This semester, FSU became the newest consortial member of Atlanta’s Census Research Data Center. Funded primarily by the College of Social Sciences and the Office of Research, the Florida State community can now use Census micro-data without paying lab fees, which can range upwards of $15,000 per project. There are currently 18 Census Research Data Centers in the United States, and outside of North Carolina’s Research Triangle the only one located in the southeastern United States is The Federal Reserve Bank of Atlanta.
So, what is a Census Research Data Center? The Center for Economic Studies defines Census Research Data Centers (RDCs) as U.S. Census Bureau facilities, staffed by a Census Bureau employee, which meet all physical and computer security requirements for access to restricted–use data. At RDCs, qualified researchers with approved projects receive restricted access to selected non–public Census Bureau data files.
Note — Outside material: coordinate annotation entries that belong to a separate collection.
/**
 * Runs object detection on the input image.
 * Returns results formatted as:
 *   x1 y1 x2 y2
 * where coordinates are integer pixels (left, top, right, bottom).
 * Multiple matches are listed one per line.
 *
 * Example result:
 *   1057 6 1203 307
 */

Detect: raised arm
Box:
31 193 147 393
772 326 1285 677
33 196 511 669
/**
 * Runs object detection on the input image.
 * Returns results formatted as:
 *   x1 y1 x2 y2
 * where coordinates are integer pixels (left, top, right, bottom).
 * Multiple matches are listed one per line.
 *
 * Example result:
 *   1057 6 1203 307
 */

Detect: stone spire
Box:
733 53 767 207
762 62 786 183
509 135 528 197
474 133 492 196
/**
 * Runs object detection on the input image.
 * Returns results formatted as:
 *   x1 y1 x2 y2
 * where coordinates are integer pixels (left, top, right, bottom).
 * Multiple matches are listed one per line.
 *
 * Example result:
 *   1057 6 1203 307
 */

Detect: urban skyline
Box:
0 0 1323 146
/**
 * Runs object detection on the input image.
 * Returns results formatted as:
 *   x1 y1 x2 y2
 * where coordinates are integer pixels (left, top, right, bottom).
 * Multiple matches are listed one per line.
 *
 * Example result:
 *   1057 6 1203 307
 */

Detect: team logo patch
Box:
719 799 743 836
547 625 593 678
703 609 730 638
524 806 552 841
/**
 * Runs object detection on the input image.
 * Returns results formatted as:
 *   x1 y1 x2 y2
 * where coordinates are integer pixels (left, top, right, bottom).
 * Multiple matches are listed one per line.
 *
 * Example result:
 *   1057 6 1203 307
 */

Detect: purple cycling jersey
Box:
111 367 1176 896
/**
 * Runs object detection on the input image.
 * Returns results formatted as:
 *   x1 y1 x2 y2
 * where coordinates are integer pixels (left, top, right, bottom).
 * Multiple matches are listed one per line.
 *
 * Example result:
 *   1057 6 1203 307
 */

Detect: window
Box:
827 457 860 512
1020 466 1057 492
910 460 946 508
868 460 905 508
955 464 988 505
To understand the true value of doing research with non-public data from the RDC, it’s important to note the difference between micro data and macro data, which is often referred to as aggregate data. When most of us use datasets for research or analysis, we’re looking at summary figures. For example, if you extract Census data for analysis, you’re typically looking at some sort of summary or aggregation for a specific geographic unit. These geographic units range from state, county, city as well as much smaller units such as census tracts and block groups. Regardless of unit of analysis, the data itself is a summarization of individual survey responses for participants in that specific area.